Softer natural gas prices are eroding Canadian well numbers, but western drilling rigs are staying busy as the industry switches to targets requiring more work including deep supplies to bank for future use.

A new forecast by the Petroleum Services Association of Canada predicted a 7.5% drop in total western wells to 23,410 this year from 25,290 in 2005. The projections mark the first decrease since the last time gas prices retreated during 2002. But 596 drilling rigs were still working this week in western Canada, up slightly from 594 a year ago. About four-fifths of the activity is also still in Alberta, source of about 80% of Canadian gas supplies. The dip in well numbers is concentrated in fast, shallow gas drilling including coalbed methane programs that respond rapidly to energy market fluctuations, PSAC said.

Activity in plains regions of shallow and coal-seam gas drilling fell 57% to 1,076 wells in the second quarter of this year. PSAC is widely regarded as a reliable barometer of Canadian industry activity, representing more than 260 companies with in excess of 58,000 employees that experience industry trends up close and personal as field service and supply contractors. The trade association also lowered its 2006 annual average gas price forecast by about 25% to C$6.25/Mcf (US$5.62) from expectations of C$8.60 (US$7.74) last fall.

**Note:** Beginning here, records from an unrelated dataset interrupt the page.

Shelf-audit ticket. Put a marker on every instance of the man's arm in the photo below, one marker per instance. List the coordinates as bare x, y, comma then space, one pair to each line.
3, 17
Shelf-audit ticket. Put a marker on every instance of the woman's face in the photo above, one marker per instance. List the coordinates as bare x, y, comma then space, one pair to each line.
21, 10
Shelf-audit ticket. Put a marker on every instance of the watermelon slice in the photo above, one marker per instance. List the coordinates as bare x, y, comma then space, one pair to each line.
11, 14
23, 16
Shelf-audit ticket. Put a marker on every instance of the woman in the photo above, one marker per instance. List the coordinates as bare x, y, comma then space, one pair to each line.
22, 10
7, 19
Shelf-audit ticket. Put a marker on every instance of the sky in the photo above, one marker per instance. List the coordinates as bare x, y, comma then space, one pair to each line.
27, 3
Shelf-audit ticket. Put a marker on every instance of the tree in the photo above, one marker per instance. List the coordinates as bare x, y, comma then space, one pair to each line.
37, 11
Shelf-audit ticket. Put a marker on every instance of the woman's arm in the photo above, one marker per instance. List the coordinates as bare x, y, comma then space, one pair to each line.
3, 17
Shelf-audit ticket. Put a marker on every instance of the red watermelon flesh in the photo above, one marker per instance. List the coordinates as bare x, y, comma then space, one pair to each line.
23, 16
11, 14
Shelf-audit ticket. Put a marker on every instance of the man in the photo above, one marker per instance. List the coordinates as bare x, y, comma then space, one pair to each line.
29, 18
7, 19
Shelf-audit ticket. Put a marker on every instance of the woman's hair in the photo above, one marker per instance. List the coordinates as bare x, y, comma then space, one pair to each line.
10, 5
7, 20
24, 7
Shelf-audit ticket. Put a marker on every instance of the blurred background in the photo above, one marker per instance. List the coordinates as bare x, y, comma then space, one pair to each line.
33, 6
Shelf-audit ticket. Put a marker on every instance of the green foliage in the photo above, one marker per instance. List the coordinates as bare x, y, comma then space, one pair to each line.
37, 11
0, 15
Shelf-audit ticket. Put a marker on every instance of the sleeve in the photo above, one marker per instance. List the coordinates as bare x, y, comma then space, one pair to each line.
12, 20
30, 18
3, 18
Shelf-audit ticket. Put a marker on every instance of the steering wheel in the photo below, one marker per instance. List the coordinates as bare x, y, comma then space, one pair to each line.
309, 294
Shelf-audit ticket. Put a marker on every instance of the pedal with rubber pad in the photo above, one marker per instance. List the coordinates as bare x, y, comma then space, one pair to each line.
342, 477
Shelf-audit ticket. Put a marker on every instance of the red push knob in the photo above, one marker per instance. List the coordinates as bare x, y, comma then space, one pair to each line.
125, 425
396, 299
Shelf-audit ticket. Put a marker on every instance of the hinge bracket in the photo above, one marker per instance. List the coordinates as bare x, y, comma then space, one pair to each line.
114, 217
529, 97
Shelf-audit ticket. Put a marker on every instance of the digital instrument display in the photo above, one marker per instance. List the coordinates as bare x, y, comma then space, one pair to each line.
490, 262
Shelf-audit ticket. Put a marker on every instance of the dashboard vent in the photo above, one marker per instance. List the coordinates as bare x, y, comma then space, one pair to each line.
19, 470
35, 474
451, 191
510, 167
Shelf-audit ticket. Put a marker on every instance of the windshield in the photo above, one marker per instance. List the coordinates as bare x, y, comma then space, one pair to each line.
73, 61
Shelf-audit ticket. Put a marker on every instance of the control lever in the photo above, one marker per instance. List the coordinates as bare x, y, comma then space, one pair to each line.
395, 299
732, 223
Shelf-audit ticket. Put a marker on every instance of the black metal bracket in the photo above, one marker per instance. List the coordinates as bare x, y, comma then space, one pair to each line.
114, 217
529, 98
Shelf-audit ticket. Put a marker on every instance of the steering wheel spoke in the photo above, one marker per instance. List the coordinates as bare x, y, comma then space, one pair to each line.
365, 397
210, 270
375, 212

“We expect continued downward pressure on current gas prices until mid-to late November,” PSAC president Roger Soucy said, echoing a Canadian industry consensus that full storage and past supply increases will continue to compensate for periodic demand jumps during summer heat waves.

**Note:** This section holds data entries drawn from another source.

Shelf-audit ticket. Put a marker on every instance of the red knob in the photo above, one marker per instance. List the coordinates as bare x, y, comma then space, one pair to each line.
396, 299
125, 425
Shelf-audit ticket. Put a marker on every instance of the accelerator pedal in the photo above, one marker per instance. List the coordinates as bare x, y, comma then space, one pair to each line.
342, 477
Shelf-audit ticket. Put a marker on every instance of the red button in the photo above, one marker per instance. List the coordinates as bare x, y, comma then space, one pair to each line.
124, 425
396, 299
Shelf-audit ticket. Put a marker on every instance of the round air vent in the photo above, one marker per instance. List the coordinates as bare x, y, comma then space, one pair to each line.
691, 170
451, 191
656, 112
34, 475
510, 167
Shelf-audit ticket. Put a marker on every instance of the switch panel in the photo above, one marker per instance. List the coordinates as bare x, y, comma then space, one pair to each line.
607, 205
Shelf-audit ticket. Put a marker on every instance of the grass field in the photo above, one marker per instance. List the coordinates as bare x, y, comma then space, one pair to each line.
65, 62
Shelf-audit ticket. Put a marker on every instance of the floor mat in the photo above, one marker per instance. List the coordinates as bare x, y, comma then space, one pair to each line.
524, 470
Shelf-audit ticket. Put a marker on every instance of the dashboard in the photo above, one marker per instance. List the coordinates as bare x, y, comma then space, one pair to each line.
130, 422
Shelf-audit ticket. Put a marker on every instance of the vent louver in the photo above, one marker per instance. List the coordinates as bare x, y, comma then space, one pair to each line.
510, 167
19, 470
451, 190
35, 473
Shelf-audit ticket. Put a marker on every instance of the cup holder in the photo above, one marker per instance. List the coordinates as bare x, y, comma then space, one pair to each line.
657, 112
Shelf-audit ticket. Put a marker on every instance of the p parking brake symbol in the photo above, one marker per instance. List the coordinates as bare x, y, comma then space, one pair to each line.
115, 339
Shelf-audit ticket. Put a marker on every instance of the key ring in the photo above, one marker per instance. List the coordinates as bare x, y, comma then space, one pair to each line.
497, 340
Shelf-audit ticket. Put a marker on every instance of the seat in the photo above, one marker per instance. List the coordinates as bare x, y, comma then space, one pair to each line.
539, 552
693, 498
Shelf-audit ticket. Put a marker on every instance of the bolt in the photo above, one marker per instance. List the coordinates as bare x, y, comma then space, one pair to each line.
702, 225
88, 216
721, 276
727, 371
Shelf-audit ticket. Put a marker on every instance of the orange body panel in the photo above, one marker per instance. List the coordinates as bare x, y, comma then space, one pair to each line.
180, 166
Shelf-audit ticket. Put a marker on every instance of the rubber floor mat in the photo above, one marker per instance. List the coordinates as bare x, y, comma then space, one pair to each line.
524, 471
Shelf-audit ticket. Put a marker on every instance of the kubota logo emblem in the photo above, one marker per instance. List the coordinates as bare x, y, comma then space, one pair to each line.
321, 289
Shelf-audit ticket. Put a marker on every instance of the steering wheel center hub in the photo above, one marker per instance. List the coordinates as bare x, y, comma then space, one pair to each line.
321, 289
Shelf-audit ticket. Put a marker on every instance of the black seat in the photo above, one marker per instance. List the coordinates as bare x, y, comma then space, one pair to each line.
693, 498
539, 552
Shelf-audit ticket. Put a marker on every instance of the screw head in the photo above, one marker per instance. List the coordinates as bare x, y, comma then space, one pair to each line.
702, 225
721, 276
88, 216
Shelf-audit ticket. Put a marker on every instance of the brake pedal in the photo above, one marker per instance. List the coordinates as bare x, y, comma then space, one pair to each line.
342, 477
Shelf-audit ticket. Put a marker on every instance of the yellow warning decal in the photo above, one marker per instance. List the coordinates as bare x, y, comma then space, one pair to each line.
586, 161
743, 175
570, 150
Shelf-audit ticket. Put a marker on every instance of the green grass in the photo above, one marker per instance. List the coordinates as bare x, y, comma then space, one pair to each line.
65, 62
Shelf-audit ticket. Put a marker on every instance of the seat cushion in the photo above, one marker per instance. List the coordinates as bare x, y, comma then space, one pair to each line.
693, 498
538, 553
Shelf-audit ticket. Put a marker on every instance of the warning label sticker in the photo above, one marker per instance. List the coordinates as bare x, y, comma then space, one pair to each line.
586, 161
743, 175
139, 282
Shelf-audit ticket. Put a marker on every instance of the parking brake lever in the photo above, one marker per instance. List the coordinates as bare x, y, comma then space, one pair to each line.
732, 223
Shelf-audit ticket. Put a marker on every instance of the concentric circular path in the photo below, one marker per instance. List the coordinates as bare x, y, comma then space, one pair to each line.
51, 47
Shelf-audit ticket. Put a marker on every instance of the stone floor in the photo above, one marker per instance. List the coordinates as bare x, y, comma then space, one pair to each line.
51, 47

Canadian gas prices hit 20-month lows early this summer after a warm winter, a pleasant spring, and production increases from previous record drilling reduced demand and topped up supplies. The industry, while paring back shallow gas drilling, is switching to different, deeper and larger targets, FirstEnergy Capital Corp. reported in a recent investment research note.

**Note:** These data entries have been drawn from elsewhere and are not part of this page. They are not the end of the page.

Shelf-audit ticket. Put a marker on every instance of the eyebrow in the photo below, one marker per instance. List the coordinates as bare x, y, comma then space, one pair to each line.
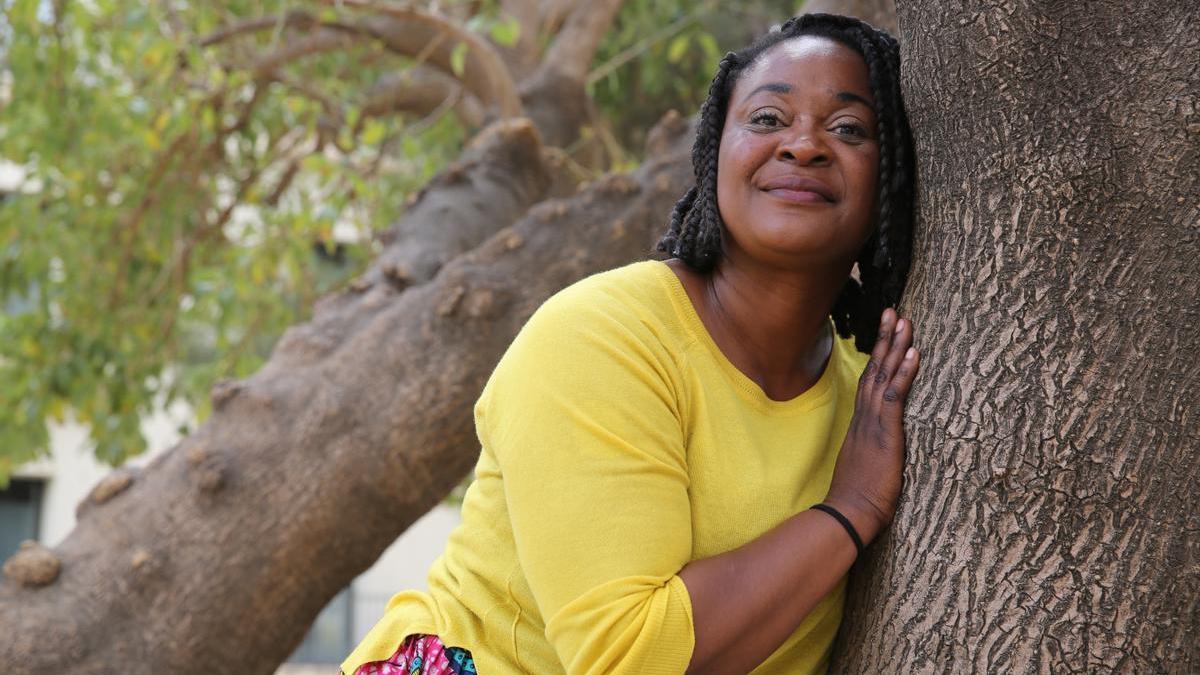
784, 88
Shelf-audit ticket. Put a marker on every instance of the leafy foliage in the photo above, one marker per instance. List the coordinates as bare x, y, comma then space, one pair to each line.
180, 204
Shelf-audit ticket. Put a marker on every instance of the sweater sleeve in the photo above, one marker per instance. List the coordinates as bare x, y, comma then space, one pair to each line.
583, 420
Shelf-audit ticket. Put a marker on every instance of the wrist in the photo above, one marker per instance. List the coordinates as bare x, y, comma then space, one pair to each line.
862, 515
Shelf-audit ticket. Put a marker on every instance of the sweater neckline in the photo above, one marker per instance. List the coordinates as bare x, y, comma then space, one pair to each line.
814, 396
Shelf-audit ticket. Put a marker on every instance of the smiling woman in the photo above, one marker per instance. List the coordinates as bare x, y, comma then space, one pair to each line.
681, 460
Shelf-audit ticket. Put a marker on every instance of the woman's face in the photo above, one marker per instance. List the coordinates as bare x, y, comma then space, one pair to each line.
798, 165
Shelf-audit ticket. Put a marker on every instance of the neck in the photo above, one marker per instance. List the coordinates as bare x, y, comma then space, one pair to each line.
772, 324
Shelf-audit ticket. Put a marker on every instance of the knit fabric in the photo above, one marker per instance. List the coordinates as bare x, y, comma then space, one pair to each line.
618, 444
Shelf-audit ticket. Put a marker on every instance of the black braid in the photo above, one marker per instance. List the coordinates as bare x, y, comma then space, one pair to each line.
695, 232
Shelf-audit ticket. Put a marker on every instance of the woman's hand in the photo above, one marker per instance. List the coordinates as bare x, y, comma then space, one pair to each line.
867, 479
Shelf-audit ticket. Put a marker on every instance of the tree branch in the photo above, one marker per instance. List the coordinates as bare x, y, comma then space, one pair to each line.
575, 47
420, 91
310, 469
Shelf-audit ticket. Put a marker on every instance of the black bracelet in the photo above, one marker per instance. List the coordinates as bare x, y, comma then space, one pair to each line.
845, 523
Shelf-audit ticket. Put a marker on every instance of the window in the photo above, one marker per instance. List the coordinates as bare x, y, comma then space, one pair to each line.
21, 505
329, 639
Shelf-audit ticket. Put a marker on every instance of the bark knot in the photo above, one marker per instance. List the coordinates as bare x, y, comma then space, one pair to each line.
106, 489
33, 565
208, 470
450, 300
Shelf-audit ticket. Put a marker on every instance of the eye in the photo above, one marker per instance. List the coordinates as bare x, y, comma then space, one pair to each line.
766, 118
851, 130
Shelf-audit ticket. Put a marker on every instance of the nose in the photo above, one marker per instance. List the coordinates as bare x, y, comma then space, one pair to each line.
803, 145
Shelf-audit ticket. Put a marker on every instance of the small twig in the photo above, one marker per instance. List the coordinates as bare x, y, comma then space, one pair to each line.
641, 46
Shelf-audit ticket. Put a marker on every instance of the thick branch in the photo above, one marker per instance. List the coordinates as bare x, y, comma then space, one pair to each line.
522, 57
420, 91
418, 33
575, 46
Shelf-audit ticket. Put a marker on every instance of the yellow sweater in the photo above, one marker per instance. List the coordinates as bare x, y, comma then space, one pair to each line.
618, 444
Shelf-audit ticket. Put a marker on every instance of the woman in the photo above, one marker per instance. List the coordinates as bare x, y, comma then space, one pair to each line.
681, 460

Conventional oil drilling licenses issued by provincial authorities were up nearly 40% in June, thanks to record high crude prices. But gas still accounts for more than two-thirds of Canadian drilling. Licenses granted for deep gas wells climbed to a five-year high in May and June.

“It appears producers are taking advantage of additional rig availability to drill some long-term targets,” FirstEnergy said.

The drop in shallow gas drilling is expected to help stabilize industry costs inflated by rapidly rising demand for equipment and personnel over the past three years of high oil and gas prices. While the number of rigs at work has not changed, the fleet has grown by adding new units.

A record 802 rigs are currently available in western Canada, up 8% from 743 units a year ago. The rig use rate is currently 74%. The figure is very high by historical standards of the Canadian industry, which packs most of its activity into cold weather months when the muskeg swamps where it does much of its work freeze hard enough to support heavy equipment. A year ago, the smaller drilling fleet was 80% booked up.